Weakly supervised video anomaly detection (WS-VAD) plays a pivotal role in advancing intelligent surveillance systems within the field of computer vision. Despite significant research, WS-VAD continues to face challenges, particularly with unimodal approaches that struggle to extract meaningful features effectively. A few research studies have been done on the multimodal dataset fusion-based WS-VAD system, and their performance accuracy is unsatisfactory.

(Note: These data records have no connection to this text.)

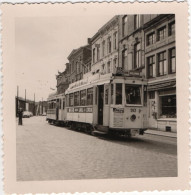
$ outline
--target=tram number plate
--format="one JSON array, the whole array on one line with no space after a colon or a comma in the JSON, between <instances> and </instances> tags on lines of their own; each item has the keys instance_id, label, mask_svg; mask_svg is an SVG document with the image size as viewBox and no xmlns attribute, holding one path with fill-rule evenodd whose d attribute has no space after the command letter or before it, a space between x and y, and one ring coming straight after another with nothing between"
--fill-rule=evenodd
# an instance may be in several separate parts
<instances>
[{"instance_id":1,"label":"tram number plate","mask_svg":"<svg viewBox=\"0 0 191 195\"><path fill-rule=\"evenodd\" d=\"M131 108L131 112L136 112L136 108Z\"/></svg>"},{"instance_id":2,"label":"tram number plate","mask_svg":"<svg viewBox=\"0 0 191 195\"><path fill-rule=\"evenodd\" d=\"M113 112L115 112L115 113L124 113L124 109L123 108L113 108Z\"/></svg>"}]
</instances>

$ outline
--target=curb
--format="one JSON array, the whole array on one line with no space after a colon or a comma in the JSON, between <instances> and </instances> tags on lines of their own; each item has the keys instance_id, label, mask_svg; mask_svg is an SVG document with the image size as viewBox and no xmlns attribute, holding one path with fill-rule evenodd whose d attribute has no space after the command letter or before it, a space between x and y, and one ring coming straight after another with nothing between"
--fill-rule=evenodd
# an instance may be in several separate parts
<instances>
[{"instance_id":1,"label":"curb","mask_svg":"<svg viewBox=\"0 0 191 195\"><path fill-rule=\"evenodd\" d=\"M171 135L164 135L164 134L157 134L157 133L150 133L150 132L144 132L144 134L150 134L150 135L156 135L156 136L163 136L163 137L171 137L171 138L176 138L177 136L171 136Z\"/></svg>"}]
</instances>

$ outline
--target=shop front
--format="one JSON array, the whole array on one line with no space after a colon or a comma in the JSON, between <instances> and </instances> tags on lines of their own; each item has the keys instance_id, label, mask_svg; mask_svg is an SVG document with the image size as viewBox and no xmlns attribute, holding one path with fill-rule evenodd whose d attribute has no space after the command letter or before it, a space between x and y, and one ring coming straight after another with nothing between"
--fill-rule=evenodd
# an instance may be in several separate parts
<instances>
[{"instance_id":1,"label":"shop front","mask_svg":"<svg viewBox=\"0 0 191 195\"><path fill-rule=\"evenodd\" d=\"M148 85L148 126L152 129L176 132L176 82Z\"/></svg>"}]
</instances>

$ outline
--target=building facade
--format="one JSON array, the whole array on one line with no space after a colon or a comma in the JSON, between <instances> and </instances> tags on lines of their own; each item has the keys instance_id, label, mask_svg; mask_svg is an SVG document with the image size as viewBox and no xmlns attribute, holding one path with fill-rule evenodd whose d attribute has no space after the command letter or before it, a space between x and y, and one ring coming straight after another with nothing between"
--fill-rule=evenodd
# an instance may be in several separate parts
<instances>
[{"instance_id":1,"label":"building facade","mask_svg":"<svg viewBox=\"0 0 191 195\"><path fill-rule=\"evenodd\" d=\"M92 74L112 75L118 67L118 23L113 17L91 38Z\"/></svg>"},{"instance_id":2,"label":"building facade","mask_svg":"<svg viewBox=\"0 0 191 195\"><path fill-rule=\"evenodd\" d=\"M119 22L119 67L123 73L145 78L143 15L121 15Z\"/></svg>"},{"instance_id":3,"label":"building facade","mask_svg":"<svg viewBox=\"0 0 191 195\"><path fill-rule=\"evenodd\" d=\"M176 131L175 15L145 16L148 127Z\"/></svg>"},{"instance_id":4,"label":"building facade","mask_svg":"<svg viewBox=\"0 0 191 195\"><path fill-rule=\"evenodd\" d=\"M147 126L176 132L176 46L173 14L117 15L74 49L57 75L58 94L69 84L112 75L147 80Z\"/></svg>"},{"instance_id":5,"label":"building facade","mask_svg":"<svg viewBox=\"0 0 191 195\"><path fill-rule=\"evenodd\" d=\"M66 91L70 83L70 64L66 63L66 68L63 72L58 72L56 75L57 93L61 94Z\"/></svg>"},{"instance_id":6,"label":"building facade","mask_svg":"<svg viewBox=\"0 0 191 195\"><path fill-rule=\"evenodd\" d=\"M85 45L74 49L68 56L70 66L70 83L74 83L83 78L86 73L88 62L91 61L91 46Z\"/></svg>"},{"instance_id":7,"label":"building facade","mask_svg":"<svg viewBox=\"0 0 191 195\"><path fill-rule=\"evenodd\" d=\"M148 128L176 132L175 16L121 15L119 67L147 79Z\"/></svg>"}]
</instances>

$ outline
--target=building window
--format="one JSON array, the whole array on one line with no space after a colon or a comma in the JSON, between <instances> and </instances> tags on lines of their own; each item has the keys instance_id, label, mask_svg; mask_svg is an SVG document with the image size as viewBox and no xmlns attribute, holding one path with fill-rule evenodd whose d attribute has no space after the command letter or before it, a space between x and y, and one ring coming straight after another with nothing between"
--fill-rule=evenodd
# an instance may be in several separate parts
<instances>
[{"instance_id":1,"label":"building window","mask_svg":"<svg viewBox=\"0 0 191 195\"><path fill-rule=\"evenodd\" d=\"M102 56L105 56L105 41L102 42Z\"/></svg>"},{"instance_id":2,"label":"building window","mask_svg":"<svg viewBox=\"0 0 191 195\"><path fill-rule=\"evenodd\" d=\"M158 29L157 31L157 41L161 41L165 38L166 36L166 26Z\"/></svg>"},{"instance_id":3,"label":"building window","mask_svg":"<svg viewBox=\"0 0 191 195\"><path fill-rule=\"evenodd\" d=\"M158 54L158 75L166 75L167 74L167 63L166 63L166 52L162 52Z\"/></svg>"},{"instance_id":4,"label":"building window","mask_svg":"<svg viewBox=\"0 0 191 195\"><path fill-rule=\"evenodd\" d=\"M111 104L113 104L113 84L111 84Z\"/></svg>"},{"instance_id":5,"label":"building window","mask_svg":"<svg viewBox=\"0 0 191 195\"><path fill-rule=\"evenodd\" d=\"M122 67L123 69L127 66L127 49L122 51Z\"/></svg>"},{"instance_id":6,"label":"building window","mask_svg":"<svg viewBox=\"0 0 191 195\"><path fill-rule=\"evenodd\" d=\"M134 68L141 67L141 44L137 43L134 46Z\"/></svg>"},{"instance_id":7,"label":"building window","mask_svg":"<svg viewBox=\"0 0 191 195\"><path fill-rule=\"evenodd\" d=\"M122 104L122 83L116 83L115 104Z\"/></svg>"},{"instance_id":8,"label":"building window","mask_svg":"<svg viewBox=\"0 0 191 195\"><path fill-rule=\"evenodd\" d=\"M122 36L124 37L127 34L127 15L122 18Z\"/></svg>"},{"instance_id":9,"label":"building window","mask_svg":"<svg viewBox=\"0 0 191 195\"><path fill-rule=\"evenodd\" d=\"M113 34L113 49L117 49L117 32Z\"/></svg>"},{"instance_id":10,"label":"building window","mask_svg":"<svg viewBox=\"0 0 191 195\"><path fill-rule=\"evenodd\" d=\"M85 106L86 105L86 90L80 91L80 105Z\"/></svg>"},{"instance_id":11,"label":"building window","mask_svg":"<svg viewBox=\"0 0 191 195\"><path fill-rule=\"evenodd\" d=\"M140 25L140 15L135 15L134 16L134 29L138 29L141 25Z\"/></svg>"},{"instance_id":12,"label":"building window","mask_svg":"<svg viewBox=\"0 0 191 195\"><path fill-rule=\"evenodd\" d=\"M105 64L102 64L102 73L105 74Z\"/></svg>"},{"instance_id":13,"label":"building window","mask_svg":"<svg viewBox=\"0 0 191 195\"><path fill-rule=\"evenodd\" d=\"M175 35L175 22L171 22L168 26L168 35Z\"/></svg>"},{"instance_id":14,"label":"building window","mask_svg":"<svg viewBox=\"0 0 191 195\"><path fill-rule=\"evenodd\" d=\"M64 110L64 108L65 108L65 99L63 98L62 109Z\"/></svg>"},{"instance_id":15,"label":"building window","mask_svg":"<svg viewBox=\"0 0 191 195\"><path fill-rule=\"evenodd\" d=\"M114 68L114 70L116 69L116 67L117 67L117 58L115 58L113 60L113 68Z\"/></svg>"},{"instance_id":16,"label":"building window","mask_svg":"<svg viewBox=\"0 0 191 195\"><path fill-rule=\"evenodd\" d=\"M176 95L161 96L162 118L176 118Z\"/></svg>"},{"instance_id":17,"label":"building window","mask_svg":"<svg viewBox=\"0 0 191 195\"><path fill-rule=\"evenodd\" d=\"M111 53L111 37L108 37L107 39L108 44L108 53Z\"/></svg>"},{"instance_id":18,"label":"building window","mask_svg":"<svg viewBox=\"0 0 191 195\"><path fill-rule=\"evenodd\" d=\"M87 90L87 105L93 105L93 88Z\"/></svg>"},{"instance_id":19,"label":"building window","mask_svg":"<svg viewBox=\"0 0 191 195\"><path fill-rule=\"evenodd\" d=\"M74 106L74 96L73 93L69 95L69 106Z\"/></svg>"},{"instance_id":20,"label":"building window","mask_svg":"<svg viewBox=\"0 0 191 195\"><path fill-rule=\"evenodd\" d=\"M141 104L141 86L125 84L126 104Z\"/></svg>"},{"instance_id":21,"label":"building window","mask_svg":"<svg viewBox=\"0 0 191 195\"><path fill-rule=\"evenodd\" d=\"M147 46L152 45L155 41L155 33L150 33L147 35Z\"/></svg>"},{"instance_id":22,"label":"building window","mask_svg":"<svg viewBox=\"0 0 191 195\"><path fill-rule=\"evenodd\" d=\"M111 65L110 61L107 62L107 73L111 72Z\"/></svg>"},{"instance_id":23,"label":"building window","mask_svg":"<svg viewBox=\"0 0 191 195\"><path fill-rule=\"evenodd\" d=\"M105 85L105 104L108 104L109 100L109 85Z\"/></svg>"},{"instance_id":24,"label":"building window","mask_svg":"<svg viewBox=\"0 0 191 195\"><path fill-rule=\"evenodd\" d=\"M97 61L100 59L100 47L97 46Z\"/></svg>"},{"instance_id":25,"label":"building window","mask_svg":"<svg viewBox=\"0 0 191 195\"><path fill-rule=\"evenodd\" d=\"M79 97L79 91L74 93L74 106L79 106L80 103L80 97Z\"/></svg>"},{"instance_id":26,"label":"building window","mask_svg":"<svg viewBox=\"0 0 191 195\"><path fill-rule=\"evenodd\" d=\"M95 48L93 49L93 63L95 63Z\"/></svg>"},{"instance_id":27,"label":"building window","mask_svg":"<svg viewBox=\"0 0 191 195\"><path fill-rule=\"evenodd\" d=\"M149 99L155 99L155 92L154 91L149 92Z\"/></svg>"},{"instance_id":28,"label":"building window","mask_svg":"<svg viewBox=\"0 0 191 195\"><path fill-rule=\"evenodd\" d=\"M170 73L176 72L176 50L175 48L169 50L170 59Z\"/></svg>"},{"instance_id":29,"label":"building window","mask_svg":"<svg viewBox=\"0 0 191 195\"><path fill-rule=\"evenodd\" d=\"M148 78L155 76L155 56L147 58Z\"/></svg>"}]
</instances>

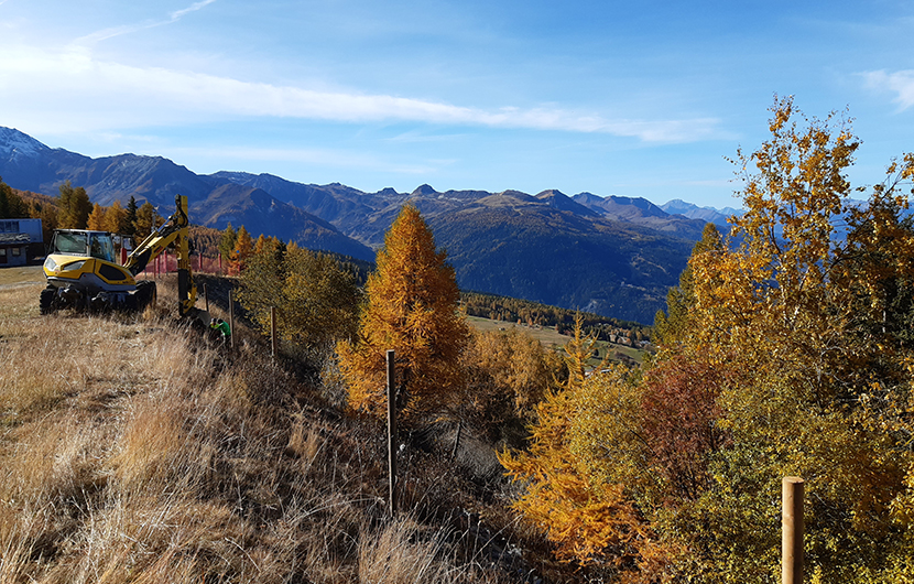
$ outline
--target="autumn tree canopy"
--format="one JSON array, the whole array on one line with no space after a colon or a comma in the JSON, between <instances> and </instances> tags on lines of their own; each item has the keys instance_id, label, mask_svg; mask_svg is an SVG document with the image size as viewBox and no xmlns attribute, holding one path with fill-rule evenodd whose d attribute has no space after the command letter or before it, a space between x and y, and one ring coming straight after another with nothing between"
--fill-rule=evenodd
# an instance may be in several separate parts
<instances>
[{"instance_id":1,"label":"autumn tree canopy","mask_svg":"<svg viewBox=\"0 0 914 584\"><path fill-rule=\"evenodd\" d=\"M847 119L786 98L770 129L733 161L746 214L696 246L659 355L551 396L505 457L525 517L612 577L776 578L787 475L813 581L914 577L914 155L860 204Z\"/></svg>"},{"instance_id":2,"label":"autumn tree canopy","mask_svg":"<svg viewBox=\"0 0 914 584\"><path fill-rule=\"evenodd\" d=\"M434 411L458 398L468 328L458 313L454 268L445 260L418 209L404 206L369 275L358 336L337 346L352 408L382 411L389 349L395 352L407 413Z\"/></svg>"},{"instance_id":3,"label":"autumn tree canopy","mask_svg":"<svg viewBox=\"0 0 914 584\"><path fill-rule=\"evenodd\" d=\"M312 349L356 334L361 293L330 256L261 236L241 272L240 300L264 334L272 306L282 340Z\"/></svg>"}]
</instances>

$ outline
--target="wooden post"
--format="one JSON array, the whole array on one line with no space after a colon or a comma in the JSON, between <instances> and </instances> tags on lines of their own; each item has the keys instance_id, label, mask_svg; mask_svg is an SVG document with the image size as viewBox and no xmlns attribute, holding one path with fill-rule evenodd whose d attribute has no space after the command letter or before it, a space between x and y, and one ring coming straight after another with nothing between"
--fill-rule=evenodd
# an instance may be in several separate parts
<instances>
[{"instance_id":1,"label":"wooden post","mask_svg":"<svg viewBox=\"0 0 914 584\"><path fill-rule=\"evenodd\" d=\"M396 382L393 350L388 350L388 493L390 516L396 516Z\"/></svg>"},{"instance_id":2,"label":"wooden post","mask_svg":"<svg viewBox=\"0 0 914 584\"><path fill-rule=\"evenodd\" d=\"M804 483L798 476L785 476L781 488L781 584L802 584Z\"/></svg>"},{"instance_id":3,"label":"wooden post","mask_svg":"<svg viewBox=\"0 0 914 584\"><path fill-rule=\"evenodd\" d=\"M231 301L231 290L229 290L229 348L235 349L235 303Z\"/></svg>"},{"instance_id":4,"label":"wooden post","mask_svg":"<svg viewBox=\"0 0 914 584\"><path fill-rule=\"evenodd\" d=\"M457 420L457 437L454 439L454 448L450 451L450 462L457 457L457 448L460 447L460 431L464 429L464 420Z\"/></svg>"},{"instance_id":5,"label":"wooden post","mask_svg":"<svg viewBox=\"0 0 914 584\"><path fill-rule=\"evenodd\" d=\"M276 307L270 306L270 356L276 358Z\"/></svg>"}]
</instances>

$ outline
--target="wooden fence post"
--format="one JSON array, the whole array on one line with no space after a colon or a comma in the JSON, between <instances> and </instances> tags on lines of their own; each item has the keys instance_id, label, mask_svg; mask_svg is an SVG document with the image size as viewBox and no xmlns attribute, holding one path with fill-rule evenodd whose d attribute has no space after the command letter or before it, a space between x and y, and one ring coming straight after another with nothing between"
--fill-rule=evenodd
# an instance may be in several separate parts
<instances>
[{"instance_id":1,"label":"wooden fence post","mask_svg":"<svg viewBox=\"0 0 914 584\"><path fill-rule=\"evenodd\" d=\"M235 302L231 301L231 290L229 290L229 348L235 350Z\"/></svg>"},{"instance_id":2,"label":"wooden fence post","mask_svg":"<svg viewBox=\"0 0 914 584\"><path fill-rule=\"evenodd\" d=\"M270 306L270 356L276 358L276 307Z\"/></svg>"},{"instance_id":3,"label":"wooden fence post","mask_svg":"<svg viewBox=\"0 0 914 584\"><path fill-rule=\"evenodd\" d=\"M396 516L396 383L394 352L388 350L388 493L390 516Z\"/></svg>"},{"instance_id":4,"label":"wooden fence post","mask_svg":"<svg viewBox=\"0 0 914 584\"><path fill-rule=\"evenodd\" d=\"M781 584L803 583L803 479L785 476L781 484Z\"/></svg>"}]
</instances>

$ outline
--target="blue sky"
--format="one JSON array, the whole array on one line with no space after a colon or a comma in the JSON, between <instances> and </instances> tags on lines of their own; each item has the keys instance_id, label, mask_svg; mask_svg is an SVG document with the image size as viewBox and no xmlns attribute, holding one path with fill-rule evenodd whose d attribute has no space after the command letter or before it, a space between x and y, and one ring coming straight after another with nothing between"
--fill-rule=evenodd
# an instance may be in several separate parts
<instances>
[{"instance_id":1,"label":"blue sky","mask_svg":"<svg viewBox=\"0 0 914 584\"><path fill-rule=\"evenodd\" d=\"M914 150L914 1L0 0L0 126L368 192L739 206L774 94Z\"/></svg>"}]
</instances>

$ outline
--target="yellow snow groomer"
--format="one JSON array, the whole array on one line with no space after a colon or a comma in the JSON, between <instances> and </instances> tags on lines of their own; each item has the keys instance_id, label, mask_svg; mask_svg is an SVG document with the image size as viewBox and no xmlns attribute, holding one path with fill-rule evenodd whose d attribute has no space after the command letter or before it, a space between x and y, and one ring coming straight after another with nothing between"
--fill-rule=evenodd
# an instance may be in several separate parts
<instances>
[{"instance_id":1,"label":"yellow snow groomer","mask_svg":"<svg viewBox=\"0 0 914 584\"><path fill-rule=\"evenodd\" d=\"M172 245L177 256L178 312L182 316L194 313L197 288L191 273L187 197L175 196L175 206L174 215L137 246L123 266L115 258L115 246L108 231L54 231L44 261L47 288L41 292L41 313L62 309L137 311L154 304L155 282L138 282L134 277Z\"/></svg>"}]
</instances>

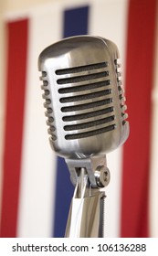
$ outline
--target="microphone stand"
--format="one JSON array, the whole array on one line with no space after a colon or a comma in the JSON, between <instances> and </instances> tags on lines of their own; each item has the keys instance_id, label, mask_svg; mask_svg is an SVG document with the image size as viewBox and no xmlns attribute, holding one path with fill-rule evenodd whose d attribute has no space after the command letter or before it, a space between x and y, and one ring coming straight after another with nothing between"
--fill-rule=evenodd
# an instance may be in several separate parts
<instances>
[{"instance_id":1,"label":"microphone stand","mask_svg":"<svg viewBox=\"0 0 158 256\"><path fill-rule=\"evenodd\" d=\"M103 238L105 192L110 182L106 155L66 160L74 195L69 208L66 238Z\"/></svg>"}]
</instances>

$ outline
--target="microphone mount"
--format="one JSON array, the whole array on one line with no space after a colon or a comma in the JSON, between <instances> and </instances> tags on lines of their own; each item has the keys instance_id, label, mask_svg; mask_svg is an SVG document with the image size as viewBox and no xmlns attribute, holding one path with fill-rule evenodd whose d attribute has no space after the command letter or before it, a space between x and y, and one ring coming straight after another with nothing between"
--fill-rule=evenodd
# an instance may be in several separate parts
<instances>
[{"instance_id":1,"label":"microphone mount","mask_svg":"<svg viewBox=\"0 0 158 256\"><path fill-rule=\"evenodd\" d=\"M110 182L106 155L66 159L75 186L65 237L103 237L105 192Z\"/></svg>"}]
</instances>

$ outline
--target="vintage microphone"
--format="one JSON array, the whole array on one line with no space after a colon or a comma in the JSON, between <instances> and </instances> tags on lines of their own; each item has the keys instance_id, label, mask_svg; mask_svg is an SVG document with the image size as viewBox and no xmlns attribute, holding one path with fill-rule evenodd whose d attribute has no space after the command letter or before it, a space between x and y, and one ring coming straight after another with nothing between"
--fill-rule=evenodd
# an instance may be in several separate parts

In response, we propose a novel WS-VAD system leveraging multimodal datasets with an attention-enhanced feature fusion approach to address these challenges. Our system integrates three distinct data modalities—RGB video, optical flow, and audio signals—where each stream extracts complementary spatial and temporal features using an enhanced attention module to improve the detection accuracy and robustness. In the RGB video stream, we employ a multi-stage, attention-driven feature enhancement process to refine spatial and temporal features. This process begins with a ViT-based CLIP module, where the top k features are concatenated with I3D- and TCA-based spatiotemporal features. Temporal dependencies are then captured through uncertainty-regulated dual memory units (UR-DMUs), allowing the simultaneous learning of normal and anomalous patterns. The final stage selects the most relevant features, yielding a refined representation of RGB-based data. The second stream extracts enhanced spatiotemporal features from flow data using a deep learning and attention module. Lastly, the audio stream detects anomalies in sound patterns through an attention module integrated with the VGGish model, capturing auditory cues. The fusion of these three streams captures motion and audio signals often missed by visual analysis alone, significantly enhancing anomaly detection accuracy and robustness. Our multimodal fusion achieves an average precision (AP) of 88.28% on the XD-Violence dataset, outperforming prior models by nearly 2%, and attains AUCs of 98.71% on the ShanghaiTech dataset and 90.26% on the UCF-Crime dataset. These results underscore the effectiveness of our approach, consistently surpassing existing methods across three benchmark datasets and validating its robustness in WS-VAD applications.

查看原文本刊更多论文

基于多模态注意力增强特征融合的弱监督异常暴力检测

弱监督视频异常检测（WS-VAD）在推进计算机视觉领域的智能监控系统中起着举足轻重的作用。尽管进行了大量的研究，WS-VAD仍然面临着挑战，特别是在单模方法难以有效地提取有意义的特征方面。对基于多模态数据集融合的WS-VAD系统进行了一些研究，但其性能精度并不理想。作为回应，我们提出了一种新的WS-VAD系统，利用多模态数据集和注意力增强的特征融合方法来解决这些挑战。我们的系统集成了三种不同的数据模式- rgb视频，光流和音频信号-其中每个流使用增强的注意力模块提取互补的空间和时间特征，以提高检测精度和鲁棒性。在RGB视频流中，我们采用多阶段、注意力驱动的特征增强过程来细化空间和时间特征。这个过程从一个基于vit的CLIP模块开始，其中最上面的k个特征与基于I3D和tca的时空特征相连接。然后通过不确定性调节双记忆单元（ur - dmu）捕获时间依赖性，允许同时学习正常和异常模式。最后阶段选择最相关的特征，生成基于rgb的数据的精细化表示。第二个流使用深度学习和注意力模块从流数据中提取增强的时空特征。最后，音频流通过与VGGish模型集成的注意力模块检测声音模式中的异常，捕捉听觉线索。这三种流的融合捕获了经常被视觉分析遗漏的运动和音频信号，显著提高了异常检测的准确性和鲁棒性。我们的多模态融合在XD-Violence数据集上实现了88.28%的平均精度（AP），比之前的模型高出近2%，在ShanghaiTech数据集上实现了98.71%的aus，在UCF-Crime数据集上实现了90.26%的aus。这些结果强调了我们方法的有效性，在三个基准数据集上始终优于现有方法，并验证了其在WS-VAD应用程序中的鲁棒性。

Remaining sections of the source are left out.